Pride should stem from good personal decisions or accomplishments given one’s situation and life circumstances. Being born somewhere isn’t a decision nor an accomplishment.
I think the problem is that people conflate being proud of others with themselves. They take on the achievements of others as their own.
This dude was from my place and was great so therefore I’m great.
This is what nationalists, fascists, racial supremacists and other extremists do on the regular. They have no achievements of their own to be proud of so they have to steal somebody else’s.
There are two sides to it.
If a childhood friend of yours grows up to be a skilled athlete, you can be proud that someone with a shared downtrodden background as yourself has excelled: it’s a shining example to the world that it can’t oppress all of us, and there is a sense of genuine communal solidarity in it.
That being said, if you come from a pretty majority background with plenty of opportunities, and you take communal pride in your friends achievements, then there is nothing really won. The world was never trying to keep your community down, your friend just did well and you should be happy for him and that’s about it.

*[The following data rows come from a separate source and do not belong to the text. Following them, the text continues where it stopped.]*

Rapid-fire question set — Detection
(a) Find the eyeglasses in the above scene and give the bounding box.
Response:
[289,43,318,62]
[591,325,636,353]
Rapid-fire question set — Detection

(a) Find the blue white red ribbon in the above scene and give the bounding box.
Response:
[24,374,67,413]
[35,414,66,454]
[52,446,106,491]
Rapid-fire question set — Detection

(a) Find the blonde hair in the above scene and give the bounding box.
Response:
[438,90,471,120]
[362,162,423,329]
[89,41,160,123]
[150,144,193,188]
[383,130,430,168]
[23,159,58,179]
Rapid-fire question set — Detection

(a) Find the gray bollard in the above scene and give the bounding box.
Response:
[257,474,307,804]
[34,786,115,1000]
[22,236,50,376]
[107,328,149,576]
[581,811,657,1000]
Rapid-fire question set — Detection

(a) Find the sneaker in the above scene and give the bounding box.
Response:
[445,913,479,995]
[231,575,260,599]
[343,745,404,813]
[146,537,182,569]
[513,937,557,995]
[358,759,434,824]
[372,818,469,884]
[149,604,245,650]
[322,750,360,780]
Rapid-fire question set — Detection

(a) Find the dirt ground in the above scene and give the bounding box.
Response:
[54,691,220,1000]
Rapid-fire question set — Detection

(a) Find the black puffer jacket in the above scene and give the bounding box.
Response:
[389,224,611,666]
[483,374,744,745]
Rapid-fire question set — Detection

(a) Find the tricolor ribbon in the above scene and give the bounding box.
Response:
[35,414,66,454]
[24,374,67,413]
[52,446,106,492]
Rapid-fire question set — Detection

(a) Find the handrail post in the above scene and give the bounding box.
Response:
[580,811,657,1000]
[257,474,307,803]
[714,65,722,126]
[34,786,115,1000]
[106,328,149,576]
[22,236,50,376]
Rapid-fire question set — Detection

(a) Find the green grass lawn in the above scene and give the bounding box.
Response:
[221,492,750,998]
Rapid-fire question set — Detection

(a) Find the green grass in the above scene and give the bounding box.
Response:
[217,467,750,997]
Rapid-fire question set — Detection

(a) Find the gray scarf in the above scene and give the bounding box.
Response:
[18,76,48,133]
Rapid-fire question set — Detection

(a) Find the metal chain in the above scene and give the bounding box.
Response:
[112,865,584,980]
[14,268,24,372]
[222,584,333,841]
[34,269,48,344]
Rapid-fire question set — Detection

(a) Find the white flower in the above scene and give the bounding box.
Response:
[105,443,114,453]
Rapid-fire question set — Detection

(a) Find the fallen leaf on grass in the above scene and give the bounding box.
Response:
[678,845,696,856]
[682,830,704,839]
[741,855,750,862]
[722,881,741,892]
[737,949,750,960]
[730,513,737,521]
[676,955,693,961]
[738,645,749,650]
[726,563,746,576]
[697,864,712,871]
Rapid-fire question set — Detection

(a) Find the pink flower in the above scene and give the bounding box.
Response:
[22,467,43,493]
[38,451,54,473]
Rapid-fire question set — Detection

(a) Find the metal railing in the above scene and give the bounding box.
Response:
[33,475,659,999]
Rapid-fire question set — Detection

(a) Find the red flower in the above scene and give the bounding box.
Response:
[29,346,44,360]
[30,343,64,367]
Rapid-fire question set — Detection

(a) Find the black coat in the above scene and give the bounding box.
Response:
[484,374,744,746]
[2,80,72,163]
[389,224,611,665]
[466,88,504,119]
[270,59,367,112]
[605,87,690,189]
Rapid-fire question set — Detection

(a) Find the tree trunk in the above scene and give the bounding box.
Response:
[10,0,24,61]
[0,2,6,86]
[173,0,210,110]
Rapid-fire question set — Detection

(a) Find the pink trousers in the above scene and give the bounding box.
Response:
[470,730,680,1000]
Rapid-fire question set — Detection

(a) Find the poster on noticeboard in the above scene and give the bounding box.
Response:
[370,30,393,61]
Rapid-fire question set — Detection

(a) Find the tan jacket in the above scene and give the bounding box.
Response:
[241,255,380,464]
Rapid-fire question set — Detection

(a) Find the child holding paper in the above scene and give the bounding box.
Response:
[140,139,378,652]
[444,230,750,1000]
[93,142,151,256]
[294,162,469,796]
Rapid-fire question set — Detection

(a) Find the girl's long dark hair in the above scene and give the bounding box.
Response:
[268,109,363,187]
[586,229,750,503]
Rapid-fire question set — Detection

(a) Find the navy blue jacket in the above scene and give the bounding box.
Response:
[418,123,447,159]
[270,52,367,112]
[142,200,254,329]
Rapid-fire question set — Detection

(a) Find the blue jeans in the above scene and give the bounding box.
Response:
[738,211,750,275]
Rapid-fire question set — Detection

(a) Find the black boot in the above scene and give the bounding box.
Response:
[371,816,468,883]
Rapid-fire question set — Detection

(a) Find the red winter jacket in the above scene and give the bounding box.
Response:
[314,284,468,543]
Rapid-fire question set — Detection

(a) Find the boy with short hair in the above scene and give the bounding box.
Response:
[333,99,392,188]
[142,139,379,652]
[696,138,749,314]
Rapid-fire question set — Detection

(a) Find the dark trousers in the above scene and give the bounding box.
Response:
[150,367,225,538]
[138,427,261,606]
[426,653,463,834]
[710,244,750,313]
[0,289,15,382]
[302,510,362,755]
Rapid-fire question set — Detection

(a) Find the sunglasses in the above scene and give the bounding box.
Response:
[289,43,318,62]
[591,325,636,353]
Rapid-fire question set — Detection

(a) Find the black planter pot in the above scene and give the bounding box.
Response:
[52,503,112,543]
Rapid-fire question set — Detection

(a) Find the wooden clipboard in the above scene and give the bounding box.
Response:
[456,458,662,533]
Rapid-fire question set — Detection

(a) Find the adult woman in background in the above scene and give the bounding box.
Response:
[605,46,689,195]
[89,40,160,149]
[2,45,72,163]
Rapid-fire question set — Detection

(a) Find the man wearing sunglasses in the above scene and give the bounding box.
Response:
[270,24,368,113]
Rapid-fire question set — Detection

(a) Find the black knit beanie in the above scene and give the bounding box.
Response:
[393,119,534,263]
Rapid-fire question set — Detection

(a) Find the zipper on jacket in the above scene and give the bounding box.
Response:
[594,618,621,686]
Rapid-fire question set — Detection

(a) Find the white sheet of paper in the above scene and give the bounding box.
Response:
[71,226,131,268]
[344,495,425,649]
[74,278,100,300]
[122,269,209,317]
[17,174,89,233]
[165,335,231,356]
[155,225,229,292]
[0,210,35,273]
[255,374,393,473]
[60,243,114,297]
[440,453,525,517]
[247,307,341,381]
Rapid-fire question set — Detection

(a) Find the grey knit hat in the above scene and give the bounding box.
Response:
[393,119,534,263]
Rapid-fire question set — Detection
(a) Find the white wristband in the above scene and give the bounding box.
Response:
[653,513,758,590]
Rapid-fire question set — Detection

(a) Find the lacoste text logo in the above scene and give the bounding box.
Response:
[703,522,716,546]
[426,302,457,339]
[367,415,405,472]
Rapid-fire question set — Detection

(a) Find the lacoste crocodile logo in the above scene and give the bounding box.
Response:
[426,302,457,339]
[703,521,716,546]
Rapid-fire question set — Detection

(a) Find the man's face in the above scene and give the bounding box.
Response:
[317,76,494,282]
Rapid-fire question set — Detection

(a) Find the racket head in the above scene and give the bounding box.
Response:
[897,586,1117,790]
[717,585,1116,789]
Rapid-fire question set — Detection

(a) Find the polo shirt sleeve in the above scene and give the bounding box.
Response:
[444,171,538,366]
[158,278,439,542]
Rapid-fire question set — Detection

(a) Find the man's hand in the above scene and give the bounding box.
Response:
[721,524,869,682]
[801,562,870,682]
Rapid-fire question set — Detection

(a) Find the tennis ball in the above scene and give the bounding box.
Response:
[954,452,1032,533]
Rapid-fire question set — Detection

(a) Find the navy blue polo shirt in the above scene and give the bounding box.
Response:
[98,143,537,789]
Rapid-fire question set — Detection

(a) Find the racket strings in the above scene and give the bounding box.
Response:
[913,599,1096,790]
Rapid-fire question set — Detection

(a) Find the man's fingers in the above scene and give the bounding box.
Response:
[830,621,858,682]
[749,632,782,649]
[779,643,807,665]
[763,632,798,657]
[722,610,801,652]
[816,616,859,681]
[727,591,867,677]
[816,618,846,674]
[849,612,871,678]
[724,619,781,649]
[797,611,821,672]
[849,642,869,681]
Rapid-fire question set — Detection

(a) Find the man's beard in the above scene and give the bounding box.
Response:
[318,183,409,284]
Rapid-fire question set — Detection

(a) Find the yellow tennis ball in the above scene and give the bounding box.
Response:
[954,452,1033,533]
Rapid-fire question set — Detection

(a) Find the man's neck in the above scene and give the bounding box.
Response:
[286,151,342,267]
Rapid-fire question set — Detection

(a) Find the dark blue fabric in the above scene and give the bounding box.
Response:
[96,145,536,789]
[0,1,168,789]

Needs to be narrower. Nobody should be proud of being from where they are from because they are from there. It’s not inherently good to be from any particular place.
But you’re allowed to be proud of your local community because of things they have done regardless of whether you were born there or not.
It’s less about accomplishment and more about being proud of the city or town itself. Proud of the people you called neighbors and their struggles and lives. Proud of the community banding together and supporting each other.
Thats at least how I always saw it
Pride is defined by Merriam-Webster as “reasonable self-esteem” or “confidence and satisfaction in oneself”. Oxford defines it as “the quality of having an excessively high opinion of oneself or one’s own importance.” Pride may be related to one’s own abilities or achievements, positive characteristics of friends or family, or one’s country.
But it is about accomplishment, pride is directly related to self-esteem, self-confidence, self-satisfaction. In America there are way too many people who are “proud to be American” without really thinking much beyond that.
I think it’s okay to be proud of one’s own community if they’ve taken part in shaping that community and made it better in some way.
“Proud to be an American” is a manufactured, measured out, and heavily marketed slogan, not actual pride. Hell, every nation does this. It’s only one method of control among many, though.
Secondly, it’s wiser to not cite dictionary sources unless your argument is syntactical; socioeconomic strata are very unlikely to be accounted for in whatever abridged morsel those references offer — to say nothing of the psychological variance inherent in such a topic. Furthermore, vernacular morphology is real.
Keep looking for answers, though. (This is less an “Unpopular Opinion”, and simply a seedling of a thought needing some attentive guidance.
You can’t go with that narrow of a definition. What about a parent being proud of their kid? That’s also pride.
Nationalism can easily become a bad thing, I agree. But I can also see why people would feel a certain pride to be a part of a community that accomplished something positive, and while they may have not been around to participate, the pride may be what inspires them to contribute in the future.
Ignorance, and an unwillingness to reflect on your countries recent history while spouting propaganda (i. e. “X is the best country in the world”), yes - that’s bullshit.
I think society would benefit if we all felt a sense of pride in our communities and people in a positive aspect
Can we do that on a global scale instead of being restricted to within the borders?
I can see that. I’m willing to bet the lived experiences of individuals from different communities/tribes/nations/continents/etc. aren’t all that different from one another. Typically one of the arguments for tribalism comes from finding community with people who have the same experiences as you.
It starts with finding things that make us the same, not different.
I’m not really advocating for tribalism, more patriotism with a respect for other people’s patriotism. So not social nationalism, basically
sense of pride
- Sense of community? Yes
- Sense of respect? Yes
- Sense of responsibility? Yes
- Sense of accomplishments? Yes
- Sense of pride? Errrr… Not really.
When people write “a sense of pride in” I think they (and you) are saying “be responsible for X so you can feel good about it”. Nothing wrong with that, and I think you’re right.
However I don’t like the phrase. Pride is the wrong emotional target. It brings with it a sense of superiority in some. There’s a reason it’s one of the deadly sins.
Came prepared to downvote this for being common sense, but judging by the comments it actually is surprisingly unpopular! Well played.
I don’t know if it was intentional on OP’s part, but our April Fool’s Day rules are in effect at the moment, so posts are expected to be “Popular Opinions” .
Are comments in April fool’s mode too? Seems like all the communists took a day off and all the nationalists showed up. The comments here are very unexpected.
Tribalism is mainly emotional rather than rational and, further, humans feel a need to belong, so choosing the logical take on things like national pride (or pride in one’s sport’s team, political party and so on) is very unusual and when voiced generally receives an intenselly negativelly response from most others as they are heavilly emotionally invested into their love of, and pride in, things like nation, sports team, religion, etnicity, politics and so on.